Haven’s End. A refuge for those whose homes and lives had been destroyed, and a constant reminder of Calum’s loss. He’d never be able to see those townsfolk and think of them as people who needed help and asylum. They’d always be a memento of grief and a source of pain.
“They are safe, and the town is thriving. That’s what matters,” he said looking at his hands.
“It’s hard to believe that many people can be safe here. Somewhere he hasn’t reached? I don’t understand how a place like that can exist.”
“When you’ve strengthened up, that’s where you’ll go.”
My blood chilled in my veins. No.
“You can’t send me there,” I said, sitting up. Calum turned to face me.
“No. You can’t. They’re safe. Safe from him. You can’t send me there.” Icy dread pervaded me. It became real that I would leave Calum’s home. The first place I’d ever known safety, the only sanctuary I’ve ever had, and I had to leave. But the greater fear still was the fear for the people in Haven’s End. It was the last place free from his tyranny—the last shelter for the Magical world. I would bring ruin to them. That’s right. You aren’t safe anywhere. He’ll find you here, he’ll find you at Haven’s End. You’ll never be free of him. You belong to him. I could feel my chest begin to tighten, a vice grip around my rib cage, and I knew I had to get out of the cabin. Air turned to fire in my lungs, my limbs to lead as I scrambled for my walking staff. I threw my weight against it and moved as fast as my body would allow.
“Nox!” Calum jumped after me. He reached out to stop me.
“No!” I yelled before he could touch me. “Don’t.” Words became trapped in my throat as my body became less mine. I could feel the heat searing on my skin while my blood ran cold.

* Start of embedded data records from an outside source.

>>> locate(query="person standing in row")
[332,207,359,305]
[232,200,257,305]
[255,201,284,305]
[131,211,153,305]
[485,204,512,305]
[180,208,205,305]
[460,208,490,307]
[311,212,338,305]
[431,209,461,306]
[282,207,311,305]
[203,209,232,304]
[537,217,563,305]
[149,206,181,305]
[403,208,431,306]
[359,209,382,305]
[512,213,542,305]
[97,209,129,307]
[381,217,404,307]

Outside. Away, was all I could manage to think. The threshold which was mere steps away earlier was now another world away. I could feel Calum close behind me, despite all the warning signs to stay away. He’d get hurt if he stayed close to me. My dependence on him was harmful to him. And it was starting to show. I stumbled and staggered towards the doorway, fearing I wouldn’t make it. Inches away from the door, pain lanced through me, robbing me of will and movement. I threw my head back and released a scream that shook the cabin. Something pulled on my body, and I was thrust outside. My body fell to the earth, but I did not feel the impact. I felt a liquid fall into my mouth, and the fires were quelled down to dull embers. I took a deep breath, and the world went black.